October 3, 2001
Painful Cases of Mistaken Identity
By Fredrick Kunkle
METUCHEN, N.J., -- The FBI shattered more than Syed Asif's front door when they stormed his apartment in a predawn raid. They also shattered his faith in the American system of justice.
"I cannot sleep at night now. I am so scared that someone's going to come and pop open the door and shoot me or something," said Asif, 50, a Pakistani immigrant who works as a security guard.
In the hunt for accomplices to the Sept. 11 terrorist attacks on the World Trade Center and the Pentagon, the FBI and local police departments have rounded up hundreds of people. Some have turned out to be victims of happenstance or mistaken identity, and leaders from the Islamic community and the FBI have met several times to discuss ways of minimizing tensions.
Asif's misfortune began with a rumor that one of his neighbors in a Metuchen rooming house had been dancing and celebrating while working at a gas station on Sept. 11. Asif said he was not sure of the neighbor's name, even though they had quarreled a few times because the man entertained visitors late into the night.
No one seems to know how the rumor started. Jagdis Deol, who owns both the rooming house and the gas station next door, said the first he heard of it was about 10 days ago when a drunk stormed into the station, spoiling to fight whoever had been dancing.
Deol confronted Asif's neighbor. He denied any kind of celebration during his shift on Sept. 11 or the days thereafter. But it didn't matter.
"I fired the kid. I said, 'You got to go. You're hurting my business,' " Deol explained.
A few days later, local police came by the station. Then, around 5:45 a.m. last Wednesday, FBI agents smashed their way into the rooming house.
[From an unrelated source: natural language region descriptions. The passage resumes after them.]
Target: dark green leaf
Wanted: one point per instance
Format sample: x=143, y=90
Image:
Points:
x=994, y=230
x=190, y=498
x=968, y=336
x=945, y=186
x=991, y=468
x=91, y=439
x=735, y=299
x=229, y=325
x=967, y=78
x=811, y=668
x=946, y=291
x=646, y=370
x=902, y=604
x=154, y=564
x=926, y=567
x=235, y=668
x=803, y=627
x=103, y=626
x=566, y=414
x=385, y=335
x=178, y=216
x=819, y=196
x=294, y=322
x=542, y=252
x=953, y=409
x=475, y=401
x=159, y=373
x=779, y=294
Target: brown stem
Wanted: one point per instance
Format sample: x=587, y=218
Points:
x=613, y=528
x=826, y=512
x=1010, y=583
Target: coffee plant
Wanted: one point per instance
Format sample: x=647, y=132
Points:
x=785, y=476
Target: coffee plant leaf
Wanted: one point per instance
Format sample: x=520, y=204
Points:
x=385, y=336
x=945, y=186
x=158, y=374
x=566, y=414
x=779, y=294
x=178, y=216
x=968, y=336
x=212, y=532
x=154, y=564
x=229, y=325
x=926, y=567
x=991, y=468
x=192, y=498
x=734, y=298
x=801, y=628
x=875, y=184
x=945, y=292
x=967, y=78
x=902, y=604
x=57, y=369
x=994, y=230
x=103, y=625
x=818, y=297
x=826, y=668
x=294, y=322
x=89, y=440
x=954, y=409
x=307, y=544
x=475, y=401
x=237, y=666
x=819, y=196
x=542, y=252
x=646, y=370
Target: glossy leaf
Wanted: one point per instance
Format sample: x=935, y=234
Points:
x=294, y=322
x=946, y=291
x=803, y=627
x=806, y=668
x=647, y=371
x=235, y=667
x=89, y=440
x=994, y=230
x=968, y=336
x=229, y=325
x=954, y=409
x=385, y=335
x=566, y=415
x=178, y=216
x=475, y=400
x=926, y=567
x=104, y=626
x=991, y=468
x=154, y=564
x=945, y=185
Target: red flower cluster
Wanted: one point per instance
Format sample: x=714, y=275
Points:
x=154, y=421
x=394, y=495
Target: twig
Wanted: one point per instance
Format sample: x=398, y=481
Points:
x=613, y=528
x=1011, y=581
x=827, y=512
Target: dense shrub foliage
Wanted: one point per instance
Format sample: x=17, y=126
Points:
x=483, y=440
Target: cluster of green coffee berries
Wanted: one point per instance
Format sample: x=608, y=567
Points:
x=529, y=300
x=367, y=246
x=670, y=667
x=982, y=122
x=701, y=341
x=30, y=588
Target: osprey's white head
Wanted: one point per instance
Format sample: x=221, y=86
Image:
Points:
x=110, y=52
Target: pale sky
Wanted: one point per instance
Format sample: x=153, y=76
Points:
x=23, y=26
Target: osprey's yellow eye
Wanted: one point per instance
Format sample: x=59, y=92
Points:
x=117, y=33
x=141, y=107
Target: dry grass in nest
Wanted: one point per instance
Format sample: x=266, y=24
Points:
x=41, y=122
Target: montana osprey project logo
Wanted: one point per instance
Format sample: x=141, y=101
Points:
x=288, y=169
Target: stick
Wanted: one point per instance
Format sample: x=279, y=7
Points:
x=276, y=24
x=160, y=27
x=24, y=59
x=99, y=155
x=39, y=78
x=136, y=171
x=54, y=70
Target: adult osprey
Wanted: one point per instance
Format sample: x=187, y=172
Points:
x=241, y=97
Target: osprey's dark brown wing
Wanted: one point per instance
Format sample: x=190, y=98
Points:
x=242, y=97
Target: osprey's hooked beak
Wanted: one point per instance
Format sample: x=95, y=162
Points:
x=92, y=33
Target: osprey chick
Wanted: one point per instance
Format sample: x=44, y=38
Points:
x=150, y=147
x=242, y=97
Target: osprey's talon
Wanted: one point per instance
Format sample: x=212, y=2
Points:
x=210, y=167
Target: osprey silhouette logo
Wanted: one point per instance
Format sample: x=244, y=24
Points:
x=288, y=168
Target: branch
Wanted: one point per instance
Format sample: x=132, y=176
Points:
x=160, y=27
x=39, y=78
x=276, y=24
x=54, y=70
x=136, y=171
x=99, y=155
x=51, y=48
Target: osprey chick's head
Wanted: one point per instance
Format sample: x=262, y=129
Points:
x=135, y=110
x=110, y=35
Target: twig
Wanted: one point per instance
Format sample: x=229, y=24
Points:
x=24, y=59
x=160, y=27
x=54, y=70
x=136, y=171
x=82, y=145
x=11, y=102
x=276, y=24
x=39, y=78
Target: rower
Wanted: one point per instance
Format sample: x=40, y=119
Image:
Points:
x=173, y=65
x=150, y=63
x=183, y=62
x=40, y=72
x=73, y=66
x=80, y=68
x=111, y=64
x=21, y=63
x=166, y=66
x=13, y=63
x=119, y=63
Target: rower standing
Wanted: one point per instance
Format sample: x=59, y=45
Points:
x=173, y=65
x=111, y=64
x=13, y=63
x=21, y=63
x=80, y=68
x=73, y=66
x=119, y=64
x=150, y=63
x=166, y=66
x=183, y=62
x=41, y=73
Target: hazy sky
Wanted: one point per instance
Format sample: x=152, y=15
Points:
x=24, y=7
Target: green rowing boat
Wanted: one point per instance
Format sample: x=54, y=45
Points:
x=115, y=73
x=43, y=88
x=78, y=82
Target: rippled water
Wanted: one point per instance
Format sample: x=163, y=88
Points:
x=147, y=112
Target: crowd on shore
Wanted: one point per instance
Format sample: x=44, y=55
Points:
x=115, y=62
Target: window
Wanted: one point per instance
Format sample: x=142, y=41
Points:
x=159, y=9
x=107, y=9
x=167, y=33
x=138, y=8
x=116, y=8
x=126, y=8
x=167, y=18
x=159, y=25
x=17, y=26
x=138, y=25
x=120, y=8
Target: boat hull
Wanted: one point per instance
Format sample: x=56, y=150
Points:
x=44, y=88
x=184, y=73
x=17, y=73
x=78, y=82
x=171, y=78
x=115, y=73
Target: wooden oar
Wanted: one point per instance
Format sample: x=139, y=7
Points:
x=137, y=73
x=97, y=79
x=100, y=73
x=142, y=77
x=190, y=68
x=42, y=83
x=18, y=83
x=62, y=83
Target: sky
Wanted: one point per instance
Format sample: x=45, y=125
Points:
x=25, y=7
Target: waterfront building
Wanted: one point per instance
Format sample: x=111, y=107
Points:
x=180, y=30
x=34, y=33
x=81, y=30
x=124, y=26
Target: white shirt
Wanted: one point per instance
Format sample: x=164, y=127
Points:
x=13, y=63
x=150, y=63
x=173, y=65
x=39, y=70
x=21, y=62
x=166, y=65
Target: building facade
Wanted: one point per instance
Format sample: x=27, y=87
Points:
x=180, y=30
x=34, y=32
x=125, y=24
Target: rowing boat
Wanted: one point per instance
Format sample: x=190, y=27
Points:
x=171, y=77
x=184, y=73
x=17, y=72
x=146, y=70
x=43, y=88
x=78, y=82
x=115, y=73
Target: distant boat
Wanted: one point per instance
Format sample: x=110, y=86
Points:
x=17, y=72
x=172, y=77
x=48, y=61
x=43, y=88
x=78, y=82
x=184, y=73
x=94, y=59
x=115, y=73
Guns drawn, they ordered everyone to the floor. Asif said he and several others were handcuffed as FBI agents turned their second-floor rooms upside down and paraded them outside while police stopped traffic.
"I just cannot tell you the embarrassment of that," Asif said. "Everybody was looking at us like we were some kind of criminals."
At police headquarters, he said, FBI agents inspected all of the men's identification documents, looking for forgeries. After checking his papers and satisfying themselves that he was a naturalized U.S. citizen, he said, the agents removed his handcuffs and asked him to translate during the questioning of his neighbor.
Asif, who speaks Punjabi and Urdu, complied. The questioning lasted at least 30 minutes, he said. The neighbor denied having anything to do with the terrorist attacks but confessed to having a false New Jersey driver's license. Asif said that everyone was released, though he has no idea what happened to the neighbor who worked at the gas station.
"Is this the way I should be treated as a citizen of this country?" Asif asked. "I think there should have been a better way, a more decent way, to investigate."
Metuchen Police Chief James Keane referred all questions to the FBI. Special Agent Sandra Carroll, a spokeswoman for the bureau's Newark office, said she had no record that anyone was detained after the search. She also said she sympathized with innocent people who are sometimes swept into the investigation. But she said that there had been enough evidence to obtain a court-approved search warrant, and that agents had no way of knowing whether they would encounter resistance.
"We don't know that going into the door," she said. "For everyone's safety, on both sides, there is a certain procedure that we have to [follow]. We're in a very precarious situation in this investigation, and we're dealing with very dangerous people."
So far, the FBI and Immigration and Naturalization Service have detained or arrested more than 500 people in the terrorism investigation, and more than 140 are still being held, Justice Department officials said.
Meanwhile, in New Jersey's Berkeley Township, a case of mistaken identity triggered the FBI's search of another apartment building and gas station.
After seeing pictures of the suspected hijackers, residents tipped authorities that a man who looked like suspected hijacker Marwan Al-Shehhi had been working at the Bayville Shell on Route 9.
"The day his picture was in the paper, I identified him across the street," said James Tilton, a clerk at the Ocean Gate Market and Deli across from the apartment. The man who looked like Al-Shehhi often stopped in to purchase "Home Again" international calling cards at $10 a piece from the deli, Tilton said.
FBI agents searched the gas station and the first-floor apartment at 219 Ocean Gate Ave., detaining at least two people and kicking up a small media storm.
Then the owner of the gas station, Magdy Beshara, an Egyptian American from East Brunswick, N.J., went to the local newspaper, the Asbury Park Press, with a relative from Forked River, N.J., in tow. He explained that his cousin, Akram Mena, 37, worked at the gas station from March 2000 to February 2001.
Mena bore a striking resemblance to the FBI photo of Al-Shehhi that ran in the Press, right down to his style of eyeglasses, goatee and mustache.
Carroll, the FBI spokeswoman, attributed the search to an unfortunate misidentification. But the damage had been done. Passersby shouted curses at the gas station, and an employee was threatened as he walked home, Beshara said.
"Business went down about 75 percent," he added. "It's going to take a while to come back."